Created attachment 8666 [details] Pathes for mater, preserving all the reviewed-by lines. Planning to push to autobuild once it passes make test here. Jeremy.
Comment on attachment 8665 [details] Additional patches for master (need discussion) Ok, I'm not fond of these changes. I don't think we should restrict ourselves to Windows-size replies. There are existing clients out there that use our large read ability to reduce latency on slow links. It's an advantage of our implementation I don't think we should attach to the unix extensions. Jeremy
Created attachment 8667 [details] git-am fix for 4.0.x. Version of the patch I've pushed to autobuild for master, back-ported to 4.0.next (only change is samba_tevent_context_init() -> tevent_context_init) in the LARGE_READX change.

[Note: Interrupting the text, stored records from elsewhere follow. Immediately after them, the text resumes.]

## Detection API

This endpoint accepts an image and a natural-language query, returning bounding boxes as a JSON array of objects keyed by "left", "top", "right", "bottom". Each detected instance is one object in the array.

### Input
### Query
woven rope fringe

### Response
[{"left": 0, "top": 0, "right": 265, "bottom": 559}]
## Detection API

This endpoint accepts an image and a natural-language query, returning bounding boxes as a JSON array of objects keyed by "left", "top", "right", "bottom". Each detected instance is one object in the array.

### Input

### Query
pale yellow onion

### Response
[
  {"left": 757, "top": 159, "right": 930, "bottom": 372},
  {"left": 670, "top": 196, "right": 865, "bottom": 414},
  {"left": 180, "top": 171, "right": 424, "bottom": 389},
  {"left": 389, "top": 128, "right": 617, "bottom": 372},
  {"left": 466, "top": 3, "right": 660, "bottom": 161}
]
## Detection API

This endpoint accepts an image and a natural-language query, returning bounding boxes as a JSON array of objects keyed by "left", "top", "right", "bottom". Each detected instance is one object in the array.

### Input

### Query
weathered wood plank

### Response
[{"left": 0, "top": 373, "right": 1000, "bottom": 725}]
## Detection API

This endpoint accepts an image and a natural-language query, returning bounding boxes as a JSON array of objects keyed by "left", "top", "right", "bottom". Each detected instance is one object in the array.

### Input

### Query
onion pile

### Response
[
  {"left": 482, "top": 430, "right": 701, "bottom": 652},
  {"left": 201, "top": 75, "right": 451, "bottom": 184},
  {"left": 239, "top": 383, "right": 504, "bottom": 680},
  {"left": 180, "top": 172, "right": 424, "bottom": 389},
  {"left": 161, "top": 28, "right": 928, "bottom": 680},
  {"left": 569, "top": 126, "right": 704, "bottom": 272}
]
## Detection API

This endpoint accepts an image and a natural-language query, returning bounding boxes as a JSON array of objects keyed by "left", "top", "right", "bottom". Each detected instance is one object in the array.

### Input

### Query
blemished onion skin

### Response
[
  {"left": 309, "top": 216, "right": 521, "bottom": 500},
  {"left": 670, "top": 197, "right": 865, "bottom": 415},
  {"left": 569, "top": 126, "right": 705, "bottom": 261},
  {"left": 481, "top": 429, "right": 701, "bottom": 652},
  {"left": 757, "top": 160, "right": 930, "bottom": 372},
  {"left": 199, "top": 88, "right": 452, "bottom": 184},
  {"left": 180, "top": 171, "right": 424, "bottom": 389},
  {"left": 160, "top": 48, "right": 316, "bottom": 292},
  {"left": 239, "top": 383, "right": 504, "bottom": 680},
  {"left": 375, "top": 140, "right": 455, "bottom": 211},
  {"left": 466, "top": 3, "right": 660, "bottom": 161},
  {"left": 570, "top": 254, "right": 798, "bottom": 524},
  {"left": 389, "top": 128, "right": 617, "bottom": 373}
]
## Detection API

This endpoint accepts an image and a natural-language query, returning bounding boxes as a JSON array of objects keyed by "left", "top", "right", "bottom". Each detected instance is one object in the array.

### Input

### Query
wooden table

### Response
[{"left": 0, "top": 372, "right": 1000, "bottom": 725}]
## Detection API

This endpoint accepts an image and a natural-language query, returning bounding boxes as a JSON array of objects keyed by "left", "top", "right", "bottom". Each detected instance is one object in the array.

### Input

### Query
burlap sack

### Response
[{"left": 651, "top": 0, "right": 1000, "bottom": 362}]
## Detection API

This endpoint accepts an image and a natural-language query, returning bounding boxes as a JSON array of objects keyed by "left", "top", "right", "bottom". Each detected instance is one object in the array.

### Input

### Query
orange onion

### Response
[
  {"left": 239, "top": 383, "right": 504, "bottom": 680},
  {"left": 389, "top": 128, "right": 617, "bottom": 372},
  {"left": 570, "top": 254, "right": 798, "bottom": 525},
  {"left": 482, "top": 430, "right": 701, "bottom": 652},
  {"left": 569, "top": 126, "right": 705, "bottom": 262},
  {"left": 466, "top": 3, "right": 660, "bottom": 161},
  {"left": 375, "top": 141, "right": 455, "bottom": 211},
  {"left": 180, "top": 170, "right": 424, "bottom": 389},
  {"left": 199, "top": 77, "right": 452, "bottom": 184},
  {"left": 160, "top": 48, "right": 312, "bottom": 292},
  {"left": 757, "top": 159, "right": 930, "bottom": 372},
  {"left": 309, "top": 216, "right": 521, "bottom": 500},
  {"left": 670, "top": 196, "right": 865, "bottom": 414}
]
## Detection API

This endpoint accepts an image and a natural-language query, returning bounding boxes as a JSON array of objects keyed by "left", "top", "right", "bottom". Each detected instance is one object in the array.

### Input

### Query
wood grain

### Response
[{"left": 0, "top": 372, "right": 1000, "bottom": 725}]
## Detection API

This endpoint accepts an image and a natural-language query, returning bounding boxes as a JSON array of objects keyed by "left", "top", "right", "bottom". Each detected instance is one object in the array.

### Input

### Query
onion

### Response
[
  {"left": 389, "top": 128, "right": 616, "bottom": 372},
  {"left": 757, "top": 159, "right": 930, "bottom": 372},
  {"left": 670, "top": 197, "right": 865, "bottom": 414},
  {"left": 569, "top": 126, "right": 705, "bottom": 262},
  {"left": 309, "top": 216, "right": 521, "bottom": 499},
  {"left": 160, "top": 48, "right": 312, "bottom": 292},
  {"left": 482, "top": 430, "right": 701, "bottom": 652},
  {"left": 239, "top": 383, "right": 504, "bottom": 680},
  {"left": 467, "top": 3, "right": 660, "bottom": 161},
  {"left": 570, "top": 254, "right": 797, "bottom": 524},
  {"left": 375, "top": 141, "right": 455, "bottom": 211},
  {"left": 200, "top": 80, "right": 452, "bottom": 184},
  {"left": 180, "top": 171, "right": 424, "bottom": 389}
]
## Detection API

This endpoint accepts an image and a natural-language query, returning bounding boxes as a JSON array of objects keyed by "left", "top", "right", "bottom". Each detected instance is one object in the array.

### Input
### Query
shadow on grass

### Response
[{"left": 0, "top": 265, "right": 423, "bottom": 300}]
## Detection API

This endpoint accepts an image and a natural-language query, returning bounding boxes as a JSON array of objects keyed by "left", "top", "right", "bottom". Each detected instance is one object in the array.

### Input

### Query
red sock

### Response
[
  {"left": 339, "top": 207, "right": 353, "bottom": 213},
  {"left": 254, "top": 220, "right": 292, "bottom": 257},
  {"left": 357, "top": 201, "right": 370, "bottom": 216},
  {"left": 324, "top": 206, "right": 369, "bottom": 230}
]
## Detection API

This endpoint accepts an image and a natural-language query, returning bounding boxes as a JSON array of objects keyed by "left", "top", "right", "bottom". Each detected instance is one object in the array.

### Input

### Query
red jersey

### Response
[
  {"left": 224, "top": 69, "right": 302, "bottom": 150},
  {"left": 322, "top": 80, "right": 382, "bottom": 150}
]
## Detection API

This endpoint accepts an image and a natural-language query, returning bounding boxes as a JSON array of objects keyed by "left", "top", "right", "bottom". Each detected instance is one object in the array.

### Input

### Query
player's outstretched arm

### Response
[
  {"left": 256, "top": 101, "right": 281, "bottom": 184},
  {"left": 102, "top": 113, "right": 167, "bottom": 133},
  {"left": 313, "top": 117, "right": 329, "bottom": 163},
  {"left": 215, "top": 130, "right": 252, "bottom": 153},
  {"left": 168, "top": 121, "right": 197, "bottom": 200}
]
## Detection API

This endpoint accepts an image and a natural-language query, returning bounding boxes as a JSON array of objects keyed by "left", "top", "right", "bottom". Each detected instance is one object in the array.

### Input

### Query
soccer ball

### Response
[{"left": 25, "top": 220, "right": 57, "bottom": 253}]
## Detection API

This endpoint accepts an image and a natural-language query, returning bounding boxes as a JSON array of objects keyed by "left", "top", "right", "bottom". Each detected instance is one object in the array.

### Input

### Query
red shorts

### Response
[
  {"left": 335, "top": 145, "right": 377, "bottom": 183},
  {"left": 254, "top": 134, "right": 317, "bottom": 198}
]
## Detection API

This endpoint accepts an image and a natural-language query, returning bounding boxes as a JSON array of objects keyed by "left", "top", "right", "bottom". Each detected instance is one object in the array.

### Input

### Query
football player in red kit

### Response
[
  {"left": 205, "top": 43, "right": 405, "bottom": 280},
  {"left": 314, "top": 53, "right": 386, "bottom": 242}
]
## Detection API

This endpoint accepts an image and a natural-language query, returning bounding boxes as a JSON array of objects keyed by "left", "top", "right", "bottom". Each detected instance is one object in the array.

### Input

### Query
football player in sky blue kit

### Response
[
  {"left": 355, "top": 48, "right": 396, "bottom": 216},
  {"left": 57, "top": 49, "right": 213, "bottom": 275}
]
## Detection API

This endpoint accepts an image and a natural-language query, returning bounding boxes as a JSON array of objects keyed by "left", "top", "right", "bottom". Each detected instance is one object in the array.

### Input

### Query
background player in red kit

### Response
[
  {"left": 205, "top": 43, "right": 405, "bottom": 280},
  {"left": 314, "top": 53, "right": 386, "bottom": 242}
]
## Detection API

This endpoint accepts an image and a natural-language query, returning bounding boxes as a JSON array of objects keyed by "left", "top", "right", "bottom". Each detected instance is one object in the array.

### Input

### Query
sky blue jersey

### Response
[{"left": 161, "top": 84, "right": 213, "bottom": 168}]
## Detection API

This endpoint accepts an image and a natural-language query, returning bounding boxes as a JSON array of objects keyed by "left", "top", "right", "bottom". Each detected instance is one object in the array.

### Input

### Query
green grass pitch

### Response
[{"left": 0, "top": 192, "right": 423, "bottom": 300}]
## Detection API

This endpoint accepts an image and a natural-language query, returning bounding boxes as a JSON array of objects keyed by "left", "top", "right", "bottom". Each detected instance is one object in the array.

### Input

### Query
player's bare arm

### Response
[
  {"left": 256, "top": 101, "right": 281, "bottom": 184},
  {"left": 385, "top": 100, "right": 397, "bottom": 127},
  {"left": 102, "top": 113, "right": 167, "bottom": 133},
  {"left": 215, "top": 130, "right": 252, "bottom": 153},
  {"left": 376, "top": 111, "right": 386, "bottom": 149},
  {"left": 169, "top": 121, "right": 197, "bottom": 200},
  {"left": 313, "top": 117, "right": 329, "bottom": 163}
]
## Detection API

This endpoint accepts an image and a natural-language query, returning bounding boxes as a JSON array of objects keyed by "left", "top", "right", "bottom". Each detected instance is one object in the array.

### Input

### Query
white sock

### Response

Jeremy.
Comment on attachment 8667 [details] git-am fix for 4.0.x. Looks good
(In reply to comment #34) > Comment on attachment 8665 [details] > Additional patches for master (need discussion) > > Ok, I'm not fond of these changes. I don't think we should restrict ourselves > to Windows-size replies. > > There are existing clients out there that use our large read ability to reduce > latency on slow links. It's an advantage of our implementation I don't think we > should attach to the unix extensions. As far as I know all this existing clients are unix clients. I mean unix extensions are on by default and if someone wants to disable them, we should really behave like a windows server. That makes it much easier to compare captures, if there're problems... metze
Karolin, please pick the fix for 4.0.x
Pushed to autobuild-v4-0-test.
Pushed to v4-0-test. Closing out bug report. Thanks!